Relevant summary statistics
Provide summary statistics relevant to your research question. For example, if you’re comparing means across groups provide means, SDs, sample sizes of each group. This step requires the use of R, hence a code chunk is provided below. Insert more code chunks as needed.
summary(data)
## state median_household_income share_unemployed_seasonal
## Length:51 Min. :35521 Min. :0.02800
## Class :character 1st Qu.:48657 1st Qu.:0.04200
## Mode :character Median :54916 Median :0.05100
## Mean :55224 Mean :0.04957
## 3rd Qu.:60719 3rd Qu.:0.05750
## Max. :76165 Max. :0.07300
##
## share_population_in_metro_areas share_population_with_high_school_degree
## Min. :0.3100 Min. :0.7990
## 1st Qu.:0.6300 1st Qu.:0.8405
## Median :0.7900 Median :0.8740
## Mean :0.7502 Mean :0.8691
## 3rd Qu.:0.8950 3rd Qu.:0.8980
## Max. :1.0000 Max. :0.9180
##
## share_non_citizen share_white_poverty gini_index share_non_white
## Min. :0.01000 Min. :0.04000 Min. :0.4190 Min. :0.0600
## 1st Qu.:0.03000 1st Qu.:0.07500 1st Qu.:0.4400 1st Qu.:0.1950
## Median :0.04500 Median :0.09000 Median :0.4540 Median :0.2800
## Mean :0.05458 Mean :0.09176 Mean :0.4538 Mean :0.3157
## 3rd Qu.:0.08000 3rd Qu.:0.10000 3rd Qu.:0.4665 3rd Qu.:0.4200
## Max. :0.13000 Max. :0.17000 Max. :0.5320 Max. :0.8100
## NA's :3
## share_voters_voted_trump hate_crimes_per_100k_splc
## Min. :0.040 Min. :0.06745
## 1st Qu.:0.415 1st Qu.:0.14271
## Median :0.490 Median :0.22620
## Mean :0.490 Mean :0.30409
## 3rd Qu.:0.575 3rd Qu.:0.35694
## Max. :0.700 Max. :1.52230
## NA's :4
## avg_hatecrimes_per_100k_fbi state code region
## Min. : 0.2669 Length:51 Length:51
## 1st Qu.: 1.2931 Class :character Class :character
## Median : 1.9871 Mode :character Mode :character
## Mean : 2.3676
## 3rd Qu.: 3.1843
## Max. :10.9535
## NA's :1
## division
## Length:51
## Class :character
## Mode :character
##
##
##
##
one <- data %>%
select(state, median_household_income, share_voters_voted_trump) %>%
arrange(desc(median_household_income)) %>%
head(5)
# top 5 median incomes
kable(one, "html") %>%
kable_styling(bootstrap_options = c("striped", "hover", "condensed"))
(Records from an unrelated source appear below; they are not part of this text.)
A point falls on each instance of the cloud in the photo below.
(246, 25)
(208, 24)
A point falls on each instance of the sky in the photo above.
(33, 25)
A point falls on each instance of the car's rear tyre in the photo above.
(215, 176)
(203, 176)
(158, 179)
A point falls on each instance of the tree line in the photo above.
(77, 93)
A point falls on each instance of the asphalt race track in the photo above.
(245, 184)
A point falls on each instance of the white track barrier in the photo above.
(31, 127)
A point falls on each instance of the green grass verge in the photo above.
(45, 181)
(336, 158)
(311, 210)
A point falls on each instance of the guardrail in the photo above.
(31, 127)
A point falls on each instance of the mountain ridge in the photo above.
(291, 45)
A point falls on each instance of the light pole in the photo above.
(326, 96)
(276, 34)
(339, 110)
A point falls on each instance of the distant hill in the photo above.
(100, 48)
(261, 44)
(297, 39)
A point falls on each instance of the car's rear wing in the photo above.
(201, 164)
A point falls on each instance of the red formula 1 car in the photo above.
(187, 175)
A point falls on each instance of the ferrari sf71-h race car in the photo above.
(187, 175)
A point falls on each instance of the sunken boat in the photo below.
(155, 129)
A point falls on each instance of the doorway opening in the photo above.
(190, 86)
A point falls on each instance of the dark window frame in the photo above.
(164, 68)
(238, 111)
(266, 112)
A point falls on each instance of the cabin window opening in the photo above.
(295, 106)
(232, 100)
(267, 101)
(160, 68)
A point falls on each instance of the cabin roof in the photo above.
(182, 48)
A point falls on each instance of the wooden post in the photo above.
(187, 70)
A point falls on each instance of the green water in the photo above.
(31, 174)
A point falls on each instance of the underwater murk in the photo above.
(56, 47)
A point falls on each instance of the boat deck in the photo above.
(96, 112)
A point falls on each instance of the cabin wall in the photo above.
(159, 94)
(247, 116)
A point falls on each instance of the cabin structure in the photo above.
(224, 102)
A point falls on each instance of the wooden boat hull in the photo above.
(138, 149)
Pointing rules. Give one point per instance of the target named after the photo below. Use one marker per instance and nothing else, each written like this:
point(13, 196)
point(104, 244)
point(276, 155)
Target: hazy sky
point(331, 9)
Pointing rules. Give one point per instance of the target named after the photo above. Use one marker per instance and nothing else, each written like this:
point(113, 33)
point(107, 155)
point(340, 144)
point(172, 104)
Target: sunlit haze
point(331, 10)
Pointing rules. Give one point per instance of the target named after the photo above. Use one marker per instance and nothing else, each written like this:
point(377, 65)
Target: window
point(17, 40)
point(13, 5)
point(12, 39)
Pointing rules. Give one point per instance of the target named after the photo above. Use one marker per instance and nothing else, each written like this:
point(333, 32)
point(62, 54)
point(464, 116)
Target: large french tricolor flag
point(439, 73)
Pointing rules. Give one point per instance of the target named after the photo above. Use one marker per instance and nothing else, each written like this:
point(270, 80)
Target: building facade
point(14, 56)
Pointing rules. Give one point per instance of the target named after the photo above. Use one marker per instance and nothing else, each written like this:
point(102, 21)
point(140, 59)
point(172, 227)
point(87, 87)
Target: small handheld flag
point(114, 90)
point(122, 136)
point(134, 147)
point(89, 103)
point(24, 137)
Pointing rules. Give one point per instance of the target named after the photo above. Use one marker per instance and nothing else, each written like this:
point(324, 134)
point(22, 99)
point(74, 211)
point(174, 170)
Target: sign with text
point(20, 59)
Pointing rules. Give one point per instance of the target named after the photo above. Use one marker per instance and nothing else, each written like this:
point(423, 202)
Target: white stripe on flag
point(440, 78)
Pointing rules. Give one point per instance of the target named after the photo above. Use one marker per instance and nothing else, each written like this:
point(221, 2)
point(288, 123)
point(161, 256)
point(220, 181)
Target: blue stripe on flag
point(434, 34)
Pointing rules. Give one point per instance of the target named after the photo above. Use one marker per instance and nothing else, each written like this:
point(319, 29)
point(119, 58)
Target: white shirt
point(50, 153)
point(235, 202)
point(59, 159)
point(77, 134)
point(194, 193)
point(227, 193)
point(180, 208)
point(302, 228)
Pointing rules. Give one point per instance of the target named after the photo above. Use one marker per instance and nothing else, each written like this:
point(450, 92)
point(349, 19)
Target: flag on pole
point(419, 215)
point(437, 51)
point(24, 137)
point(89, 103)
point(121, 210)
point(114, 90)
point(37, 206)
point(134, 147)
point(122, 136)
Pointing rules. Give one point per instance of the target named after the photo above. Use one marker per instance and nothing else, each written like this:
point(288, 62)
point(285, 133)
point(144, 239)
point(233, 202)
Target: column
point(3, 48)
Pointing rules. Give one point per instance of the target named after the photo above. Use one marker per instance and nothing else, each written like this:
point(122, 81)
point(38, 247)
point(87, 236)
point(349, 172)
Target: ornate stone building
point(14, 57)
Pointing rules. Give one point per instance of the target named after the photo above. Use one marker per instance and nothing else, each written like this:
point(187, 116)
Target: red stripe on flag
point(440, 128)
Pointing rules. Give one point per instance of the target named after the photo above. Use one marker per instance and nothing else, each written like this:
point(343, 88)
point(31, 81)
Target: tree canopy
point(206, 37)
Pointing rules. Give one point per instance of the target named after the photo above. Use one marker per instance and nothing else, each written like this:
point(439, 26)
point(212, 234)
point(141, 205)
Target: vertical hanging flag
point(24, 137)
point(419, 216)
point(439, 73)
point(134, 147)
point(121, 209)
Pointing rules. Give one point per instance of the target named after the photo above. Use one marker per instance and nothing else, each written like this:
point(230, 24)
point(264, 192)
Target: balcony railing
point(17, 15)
state | median_household_income | share_voters_voted_trump |
---|---|---|
Maryland | 76165 | 0.35 |
New Hampshire | 73397 | 0.47 |
Hawaii | 71223 | 0.30 |
Connecticut | 70161 | 0.41 |
District of Columbia | 68277 | 0.04 |
Visualizations
ggplot(data, aes(x = share_voters_voted_trump, y = avg_hatecrimes_per_100k_fbi, col = region)) +
geom_point(aes(size = avg_hatecrimes_per_100k_fbi), alpha = .6, shape = 16) +
geom_abline()
Linear Model
model <- lm(avg_hatecrimes_per_100k_fbi ~ share_voters_voted_trump, data = data)
summary(model)
##
## Call:
## lm(formula = avg_hatecrimes_per_100k_fbi ~ share_voters_voted_trump,
## data = data)
##
## Residuals:
## Min 1Q Median 3Q Max
## -2.1081 -1.1586 -0.0971 0.8863 5.2238
##
## Coefficients:
## Estimate Std. Error t value Pr(>|t|)
## (Intercept) 6.0260 0.9281 6.493 4.41e-08 ***
## share_voters_voted_trump -7.4087 1.8300 -4.049 0.000187 ***
## ---
## Signif. codes: 0 '***' 0.001 '**' 0.01 '*' 0.05 '.' 0.1 ' ' 1
##
## Residual standard error: 1.495 on 48 degrees of freedom
## (1 observation deleted due to missingness)
## Multiple R-squared: 0.2546, Adjusted R-squared: 0.239
## F-statistic: 16.39 on 1 and 48 DF, p-value: 0.0001869
Multiplot
p1 <- data %>%
filter(region == "Northeast") %>%
ggplot(aes(x = share_voters_voted_trump, y = avg_hatecrimes_per_100k_fbi)) +
geom_point(aes(size = avg_hatecrimes_per_100k_fbi), alpha = .6, shape = 16) +
geom_abline()
p2 <- data %>%
filter(region == "South") %>%
ggplot(aes(x = share_voters_voted_trump, y = avg_hatecrimes_per_100k_fbi)) +
geom_point(aes(size = avg_hatecrimes_per_100k_fbi), alpha = .6, shape = 16) +
geom_abline()
p3 <- data %>%
filter(region == "Midwest") %>%
ggplot(aes(x = share_voters_voted_trump, y = avg_hatecrimes_per_100k_fbi)) +
geom_point(aes(size = avg_hatecrimes_per_100k_fbi), alpha = .6, shape = 16) +
geom_abline()
p4 <- data %>%
filter(region == "West") %>%
ggplot(aes(x = share_voters_voted_trump, y = avg_hatecrimes_per_100k_fbi)) +
geom_point(aes(size = avg_hatecrimes_per_100k_fbi), alpha = .6, shape = 16) +
geom_abline()
p1
p2
p3
p4
There does appear to be fairly weak positive relationship across all of the regions.